“I have no argument or differences with Christians, Jews, or any people from any other religion, but for me Islam was perfect. It spoke to me. It helped me be a better person,” Michael B. Wolfe said in an interview with IQNA.
Wolfe is an American poet, author, and the President and Co-Executive Producer of Unity Productions Foundation. A secular American born in Cincinnati, Ohio to a Christian mother and a Jewish father, Wolfe converted to Islam at 40 and has been a frequent lecturer on Islamic issues at universities across the United States including Harvard, Georgetown, Stanford, SUNY Buffalo, and Princeton. He holds a degree in Classics from Wesleyan University.
Following is the full text of the interview:
IQNA: You have converted to Islam and written books on the subject. What was your reason for becoming a Muslim, given that you are from a secular family?
Wolfe: I became a Muslim in my early 40s. When I read about the small community of people in Mecca, who became Muslims to find a better way of life, I felt some kinship with them across the centuries. I have no argument or differences with Christians, Jews, or any people from any other religion, but for me Islam was perfect. It spoke to me. It helped me be a better person, (inshallah.)
IQNA: You have written an important book on Hajj from an American perspective. What attracted you most about the Hajj?
Wolfe: Performing the Hajj with three million people from all over the world, in one place at one time, praying together, eating together, performing the rites together, all of this had a powerful integrative force for me. It brought all the elements of being a Muslim together for me, personally and communally. I was like an unbaked cake, and Mecca was like the oven that blended all the ingredients together. Al-Hamdulilah.
IQNA: What do you think leads some Muslims toward extremist groups such as Daesh (ISIL or ISIS), and how can this be prevented?
Wolfe: Most people join extremist groups because of some personal disappointment, because they feel powerless and disenfranchised. This makes them vulnerable to mixed up thinking and to feelings of revenge. It is easy, when you feel like that, to be led astray by extremist recruiters.

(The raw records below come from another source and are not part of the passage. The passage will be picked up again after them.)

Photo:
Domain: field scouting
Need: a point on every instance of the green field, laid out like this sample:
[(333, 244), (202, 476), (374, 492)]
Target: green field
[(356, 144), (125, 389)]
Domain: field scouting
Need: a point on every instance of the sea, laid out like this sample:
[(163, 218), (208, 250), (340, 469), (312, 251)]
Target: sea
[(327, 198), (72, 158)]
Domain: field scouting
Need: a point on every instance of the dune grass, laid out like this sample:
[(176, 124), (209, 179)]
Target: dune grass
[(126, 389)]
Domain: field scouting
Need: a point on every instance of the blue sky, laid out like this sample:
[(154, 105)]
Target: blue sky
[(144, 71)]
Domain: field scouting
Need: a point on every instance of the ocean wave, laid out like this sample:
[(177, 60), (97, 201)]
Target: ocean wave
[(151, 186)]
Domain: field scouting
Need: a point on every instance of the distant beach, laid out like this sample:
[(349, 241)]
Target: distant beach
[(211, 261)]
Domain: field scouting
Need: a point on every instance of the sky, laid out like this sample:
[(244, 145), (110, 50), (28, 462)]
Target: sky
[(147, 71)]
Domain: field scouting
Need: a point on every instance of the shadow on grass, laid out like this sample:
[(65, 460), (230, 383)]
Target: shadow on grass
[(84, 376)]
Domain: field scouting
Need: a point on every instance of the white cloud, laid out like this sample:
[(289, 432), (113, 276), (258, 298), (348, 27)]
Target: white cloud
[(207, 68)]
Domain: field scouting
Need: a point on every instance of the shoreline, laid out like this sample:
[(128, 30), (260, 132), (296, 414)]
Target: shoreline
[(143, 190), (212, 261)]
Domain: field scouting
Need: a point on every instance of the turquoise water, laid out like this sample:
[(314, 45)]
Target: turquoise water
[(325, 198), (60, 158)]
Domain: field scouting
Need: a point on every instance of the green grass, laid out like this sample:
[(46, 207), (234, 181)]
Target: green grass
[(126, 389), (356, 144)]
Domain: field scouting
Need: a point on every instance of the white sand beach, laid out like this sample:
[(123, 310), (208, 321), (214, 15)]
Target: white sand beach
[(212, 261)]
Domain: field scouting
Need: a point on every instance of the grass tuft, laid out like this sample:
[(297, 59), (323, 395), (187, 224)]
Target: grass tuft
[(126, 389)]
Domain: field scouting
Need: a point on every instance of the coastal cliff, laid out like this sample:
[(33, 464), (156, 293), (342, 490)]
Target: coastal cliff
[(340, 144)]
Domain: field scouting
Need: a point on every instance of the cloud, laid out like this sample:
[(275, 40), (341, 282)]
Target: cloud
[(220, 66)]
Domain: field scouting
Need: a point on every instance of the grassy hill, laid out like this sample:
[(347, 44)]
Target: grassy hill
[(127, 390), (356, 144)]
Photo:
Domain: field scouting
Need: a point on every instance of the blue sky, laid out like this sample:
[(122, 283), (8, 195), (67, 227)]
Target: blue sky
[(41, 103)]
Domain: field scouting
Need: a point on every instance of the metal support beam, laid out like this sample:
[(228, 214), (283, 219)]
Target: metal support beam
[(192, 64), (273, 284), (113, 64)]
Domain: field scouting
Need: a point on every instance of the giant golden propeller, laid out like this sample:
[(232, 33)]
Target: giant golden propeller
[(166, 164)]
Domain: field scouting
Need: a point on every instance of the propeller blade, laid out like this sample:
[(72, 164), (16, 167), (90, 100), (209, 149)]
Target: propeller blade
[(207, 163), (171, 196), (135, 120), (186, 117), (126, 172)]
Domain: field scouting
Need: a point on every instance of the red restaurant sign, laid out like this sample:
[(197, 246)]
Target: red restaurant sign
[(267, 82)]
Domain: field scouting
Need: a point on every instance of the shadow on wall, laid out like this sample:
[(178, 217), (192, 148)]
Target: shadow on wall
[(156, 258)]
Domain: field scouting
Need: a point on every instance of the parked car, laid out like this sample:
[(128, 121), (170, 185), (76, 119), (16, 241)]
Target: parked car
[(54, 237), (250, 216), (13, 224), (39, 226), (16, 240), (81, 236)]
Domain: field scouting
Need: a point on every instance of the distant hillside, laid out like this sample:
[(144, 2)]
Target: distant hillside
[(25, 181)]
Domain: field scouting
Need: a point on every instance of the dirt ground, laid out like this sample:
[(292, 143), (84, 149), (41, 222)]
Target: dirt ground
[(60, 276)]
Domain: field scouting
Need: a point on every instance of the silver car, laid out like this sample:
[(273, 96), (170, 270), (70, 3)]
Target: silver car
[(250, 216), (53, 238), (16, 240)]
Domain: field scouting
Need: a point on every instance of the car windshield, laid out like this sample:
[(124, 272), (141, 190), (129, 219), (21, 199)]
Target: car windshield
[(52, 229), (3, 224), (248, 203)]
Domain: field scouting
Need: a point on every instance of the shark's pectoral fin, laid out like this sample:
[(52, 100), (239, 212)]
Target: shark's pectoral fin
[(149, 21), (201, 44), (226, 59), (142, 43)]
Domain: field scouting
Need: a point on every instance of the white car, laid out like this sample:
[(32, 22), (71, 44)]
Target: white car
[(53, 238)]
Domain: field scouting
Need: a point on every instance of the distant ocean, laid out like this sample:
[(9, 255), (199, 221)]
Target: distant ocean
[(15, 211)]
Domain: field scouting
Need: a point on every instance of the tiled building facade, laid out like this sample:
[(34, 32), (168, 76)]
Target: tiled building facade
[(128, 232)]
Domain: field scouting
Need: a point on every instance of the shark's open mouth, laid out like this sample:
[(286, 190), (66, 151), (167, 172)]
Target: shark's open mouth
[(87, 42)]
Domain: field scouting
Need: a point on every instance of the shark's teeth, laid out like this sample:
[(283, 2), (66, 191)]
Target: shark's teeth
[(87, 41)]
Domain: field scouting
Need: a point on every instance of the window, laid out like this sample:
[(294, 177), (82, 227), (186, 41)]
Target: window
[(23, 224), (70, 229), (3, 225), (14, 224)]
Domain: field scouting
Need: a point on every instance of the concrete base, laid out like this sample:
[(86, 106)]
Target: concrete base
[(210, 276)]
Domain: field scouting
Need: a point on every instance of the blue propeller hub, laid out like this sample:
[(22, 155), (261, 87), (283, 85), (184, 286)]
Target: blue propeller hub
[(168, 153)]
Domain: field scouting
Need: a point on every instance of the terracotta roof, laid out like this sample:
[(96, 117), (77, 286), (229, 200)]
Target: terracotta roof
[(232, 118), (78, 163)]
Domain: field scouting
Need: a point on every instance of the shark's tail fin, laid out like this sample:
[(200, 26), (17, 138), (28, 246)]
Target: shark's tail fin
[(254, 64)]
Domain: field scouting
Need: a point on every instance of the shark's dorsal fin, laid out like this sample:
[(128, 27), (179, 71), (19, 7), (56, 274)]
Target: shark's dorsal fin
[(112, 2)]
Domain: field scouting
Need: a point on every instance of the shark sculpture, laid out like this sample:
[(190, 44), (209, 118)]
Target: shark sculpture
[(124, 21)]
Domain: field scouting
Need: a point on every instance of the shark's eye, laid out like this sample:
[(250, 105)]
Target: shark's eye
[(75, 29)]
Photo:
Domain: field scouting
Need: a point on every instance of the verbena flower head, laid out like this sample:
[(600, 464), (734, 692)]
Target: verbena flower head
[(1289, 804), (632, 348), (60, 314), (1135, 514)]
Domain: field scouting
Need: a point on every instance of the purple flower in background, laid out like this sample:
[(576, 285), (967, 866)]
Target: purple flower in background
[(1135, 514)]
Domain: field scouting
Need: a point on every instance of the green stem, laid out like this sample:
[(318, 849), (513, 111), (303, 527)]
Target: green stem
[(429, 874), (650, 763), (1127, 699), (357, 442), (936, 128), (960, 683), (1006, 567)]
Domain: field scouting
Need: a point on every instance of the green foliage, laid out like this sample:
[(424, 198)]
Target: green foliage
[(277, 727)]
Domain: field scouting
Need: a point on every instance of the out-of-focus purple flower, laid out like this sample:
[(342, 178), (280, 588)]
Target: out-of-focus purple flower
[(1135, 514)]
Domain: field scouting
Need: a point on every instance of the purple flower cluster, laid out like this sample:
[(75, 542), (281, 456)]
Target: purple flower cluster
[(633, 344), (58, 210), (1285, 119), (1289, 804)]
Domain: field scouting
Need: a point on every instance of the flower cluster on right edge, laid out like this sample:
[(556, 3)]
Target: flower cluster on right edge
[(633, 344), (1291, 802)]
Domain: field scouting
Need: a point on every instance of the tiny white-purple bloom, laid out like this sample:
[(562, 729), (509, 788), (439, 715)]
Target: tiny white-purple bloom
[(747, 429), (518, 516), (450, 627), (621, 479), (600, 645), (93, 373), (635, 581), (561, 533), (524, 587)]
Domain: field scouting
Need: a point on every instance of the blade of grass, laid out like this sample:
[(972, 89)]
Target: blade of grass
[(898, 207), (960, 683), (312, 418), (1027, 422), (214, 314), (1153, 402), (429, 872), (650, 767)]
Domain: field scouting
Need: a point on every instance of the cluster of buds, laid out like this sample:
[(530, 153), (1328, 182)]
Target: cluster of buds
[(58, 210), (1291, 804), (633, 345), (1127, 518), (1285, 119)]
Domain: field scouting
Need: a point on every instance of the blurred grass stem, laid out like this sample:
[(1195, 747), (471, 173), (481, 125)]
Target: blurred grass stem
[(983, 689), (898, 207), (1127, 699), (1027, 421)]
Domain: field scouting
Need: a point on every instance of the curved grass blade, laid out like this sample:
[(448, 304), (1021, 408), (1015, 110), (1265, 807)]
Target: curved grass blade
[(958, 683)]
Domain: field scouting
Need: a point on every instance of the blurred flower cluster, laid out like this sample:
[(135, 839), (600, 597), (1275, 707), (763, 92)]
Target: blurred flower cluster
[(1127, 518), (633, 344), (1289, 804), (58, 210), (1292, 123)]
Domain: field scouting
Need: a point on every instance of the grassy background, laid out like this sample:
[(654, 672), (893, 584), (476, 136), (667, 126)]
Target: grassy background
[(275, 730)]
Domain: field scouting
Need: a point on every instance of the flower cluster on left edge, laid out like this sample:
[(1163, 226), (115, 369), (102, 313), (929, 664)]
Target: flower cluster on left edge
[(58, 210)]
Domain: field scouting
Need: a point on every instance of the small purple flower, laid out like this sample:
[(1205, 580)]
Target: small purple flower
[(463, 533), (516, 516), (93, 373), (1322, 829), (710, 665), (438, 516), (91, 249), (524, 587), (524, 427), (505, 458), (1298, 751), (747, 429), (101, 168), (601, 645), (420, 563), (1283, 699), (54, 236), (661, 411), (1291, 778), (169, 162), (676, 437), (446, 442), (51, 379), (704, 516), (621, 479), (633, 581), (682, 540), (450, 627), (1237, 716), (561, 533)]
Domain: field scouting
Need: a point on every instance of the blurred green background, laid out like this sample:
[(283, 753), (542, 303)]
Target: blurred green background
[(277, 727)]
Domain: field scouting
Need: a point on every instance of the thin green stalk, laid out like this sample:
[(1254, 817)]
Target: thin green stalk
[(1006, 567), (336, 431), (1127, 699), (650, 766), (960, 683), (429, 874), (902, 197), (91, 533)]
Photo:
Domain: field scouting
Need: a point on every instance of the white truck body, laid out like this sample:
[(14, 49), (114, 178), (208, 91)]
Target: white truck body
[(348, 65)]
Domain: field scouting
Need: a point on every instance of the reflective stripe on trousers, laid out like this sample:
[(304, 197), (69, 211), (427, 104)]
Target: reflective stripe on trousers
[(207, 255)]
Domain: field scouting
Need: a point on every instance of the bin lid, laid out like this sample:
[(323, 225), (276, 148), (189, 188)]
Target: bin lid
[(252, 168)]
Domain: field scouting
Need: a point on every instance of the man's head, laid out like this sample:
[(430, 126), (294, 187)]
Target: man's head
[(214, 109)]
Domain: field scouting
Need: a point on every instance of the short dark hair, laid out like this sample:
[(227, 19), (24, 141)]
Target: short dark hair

IQNA: What is society’s view of Muslims in America, and what challenges do Muslims face?
Wolfe: Muslims in America have it pretty easy. The government and the critics of Islam certainly do give us trouble now and then, but by and large we can live our lives as we like and a lot of different religions have flourished here for hundreds of years. People are used to the idea. Most of the Americans I know, while they may not understand Islam very well, are good neighbors. I didn’t become a Muslim to convince other people that Islam is better than other religions. I became a Muslim to help my soul.
IQNA: How do you see the future of Islam and Muslims in the US?
Wolfe: I think Islam is already being successful here. There are thousands of mosques, 10% of American doctors (50,000 people) are Muslims. There are a lot of opportunities to improve your life here, if you want to make the effort. Some people want everything to be perfect, before they start. That’s a prescription for failure.
IQNA: Would you tell us about your new book?
Wolfe: I’m writing a nonfiction book about immigration. It’s called My Mother’s People. The book is partly about my family’s history. My eighth great-grandfather came to America four hundred years ago, in 1635, from England. This was 150 years before the start of the United States. He came here fleeing a depression and religious persecution. A few years later, England had a terrible civil war. He couldn’t have returned home if he had wanted to.
With a few thousand other people from England, he helped settle the colony of Massachusetts. Today, Americans tend to romanticize these early settlers, but my grandfather wasn’t a romantic figure. He was, by the time he got here, a fifty-year-old carpenter of the lower-middle class with a wife and six children. Because there was an economic depression in England, he had trouble getting paid for his work there. In addition, the King of England was punishing and imprisoning people whose religion was slightly different from the religion approved by the royal state. My grandfather came to America for a better life. He helped build some of the first houses in “New England” on what is now the American east coast.
At first, he and his family were welcomed and given land, and they prospered. But the colony they helped settle had a rigid government. After seven years, my grandfather and his family were ostracized from the town they had helped build, kicked out more or less, for not having exactly the same views as the small group of people who governed the place. They managed to go on anyway, and one of their sons had children, and my mother’s family survived and continued.
This happened to a lot of early Americans. I want to tell this story against the backdrop of immigration to America today, in a world where tens of millions of people, mostly families, are fleeing persecution, civil war, gang wars, drug cartels, and the chaos of failed states. America is a unique country in two respects: first, its population is mostly made up of people from other places all around the world. Secondly, the laws of the country are supposed to favor both immigrants and the people who already live here, and especially the middle class. Almost everyone here was an immigrant once, but people forget quickly. I want to write a book to remind them that immigrants are a lot like the people who already live here.
Wish me good health and the time to write this book, Inshallah! I write very slowly, I’m not a young man anymore, and I have to do a lot of research to get the story right.